Serverless framework is a set of APIs that can be used to define your service endpoints and corresponding cloud function handlers with YAML or JSON documents.

The Serverless CLI is a NodeJS CLI application that can be used to parse your Serverless configuration files, generate the infrastructure as code for multiple cloud vendors (CloudFormation in the case of AWS), and package and deploy your API Gateway and Lambda functions to the cloud.

You can extend Serverless framework with plugins and custom configuration for a number of uses, such as enabling local testing, AWS Cognito integration, and generating API documentation.

Serverless Query Caching: DynamoDB

AWS DynamoDB is a fast, fully managed, NoSQL database service that makes it simple and cost-effective to store and retrieve any amount of data and serve any level of request traffic.

DynamoDB offers encryption at rest, which help in protecting sensitive data.

Serverless Authentication and Authorization: Amazon Cognito

As shown in the architecture diagram, we will need a guard in our system to protect all our resources.

Amazon Cognito is the serverless solution for authenticating and authorizing requests.

Cognito not only provides common user-management flows, such as sign in and sign up, but also handles identity provider federation, such as Google, Facebook and corporate identity integration, using SAML and OpenID Connect.

This means all B2C, B2B, and corporate internal applications can use Cognito as the auth component in the system. It supports both AWS SigV4 and OAuth 2.0 security standards.

The two components in Cognito are User Pools and Identity Pools.

User Pools is for creating users and groups, setting up your app clients, and configuring your identity federation.

User Pools issues JWT tokens (id, access, refresh). Those tokens are used to get temporary AWS credentials from Identity Pools. Based on those credentials you can access all the AWS resources, such as API Gateway, S3, DynamoDB, etc with appropriate IAM roles and permissions.

The general authentication flow is depicted in the following diagram (slightly modified from this article).
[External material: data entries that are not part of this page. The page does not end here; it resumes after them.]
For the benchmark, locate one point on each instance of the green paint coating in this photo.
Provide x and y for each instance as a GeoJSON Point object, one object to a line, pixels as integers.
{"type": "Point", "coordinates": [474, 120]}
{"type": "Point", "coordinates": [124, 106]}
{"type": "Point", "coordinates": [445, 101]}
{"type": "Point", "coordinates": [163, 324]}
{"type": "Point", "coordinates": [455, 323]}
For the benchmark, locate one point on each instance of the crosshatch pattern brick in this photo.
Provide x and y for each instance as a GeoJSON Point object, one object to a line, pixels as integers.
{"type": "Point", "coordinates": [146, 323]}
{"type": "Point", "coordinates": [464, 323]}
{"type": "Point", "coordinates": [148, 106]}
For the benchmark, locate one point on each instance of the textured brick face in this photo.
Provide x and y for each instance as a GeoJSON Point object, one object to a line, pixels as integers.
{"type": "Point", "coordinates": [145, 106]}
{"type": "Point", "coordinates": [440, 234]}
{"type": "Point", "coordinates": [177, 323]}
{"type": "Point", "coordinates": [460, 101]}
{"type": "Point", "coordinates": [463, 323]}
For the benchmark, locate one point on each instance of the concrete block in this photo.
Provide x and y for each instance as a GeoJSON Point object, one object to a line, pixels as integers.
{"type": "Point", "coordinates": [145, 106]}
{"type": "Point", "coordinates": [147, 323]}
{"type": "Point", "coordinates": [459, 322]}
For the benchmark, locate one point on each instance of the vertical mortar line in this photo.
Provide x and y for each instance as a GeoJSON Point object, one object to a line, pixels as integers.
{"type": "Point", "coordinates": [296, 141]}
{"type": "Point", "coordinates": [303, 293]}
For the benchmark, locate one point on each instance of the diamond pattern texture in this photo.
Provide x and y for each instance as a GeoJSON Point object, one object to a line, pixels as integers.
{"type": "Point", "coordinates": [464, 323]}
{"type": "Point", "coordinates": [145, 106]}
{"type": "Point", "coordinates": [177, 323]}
General Authentication Flow

UI Client Libraries: AWS Amplify

AWS Amplify is an open-source declarative JavaScript library for web- and mobile-application development using cloud services.

AWS Amplify is basically a utility belt for building hybrid mobile applications and progressive web applications with an AWS backend.

Amplify makes it easy to integrate AWS Cognito login and send credentials to make authorized requests to API Gateway. You can also use Amplify to implement service workers, track user activity, securely store user files, enable caching, push notifications, utilize publish/subscribe (pub/sub) design patterns, and more.

The default implementation works with AWS resources, but it's designed to be open and pluggable for usage with other cloud services that wish to provide the same AWS default implementation.

AWS Amplify can be implemented with any JavaScript-based front-end library, such as React, React Native, Angular, or Vue.js.

Building the UI with React and AWS Amplify

To create our serverless UIs, we deployed React.js SPAs to AWS S3 and leveraged the AWS CloudFront content delivery network (CDN) for global distribution, edge-location caching, and DDoS protection.

We used AWS Amplify React’s “withAuthenticator” higher-order component (HOC) to integrate the hosted Cognito login experience with our apps. This saved us a great deal of time because we did not need to implement our own authentication and authorization solution.

Conclusion

This article walked you through one example of a serverless architecture, but this by no means represents the only possible solution. By loosely coupling the tools used to build cloud solutions, a developer has great flexibility in terms of how to arrive at the best approach.

Cloud providers like AWS offer myriad services, which with diligence can be combined to build an application that is scalable, highly available, fault-tolerant, and secure.

Cloud architecture is not a one-design-fits-all area, and while a future article will go more in depth about how to implement and deploy the architecture described above on AWS, remember that the best approach is one tailored to the exact business need.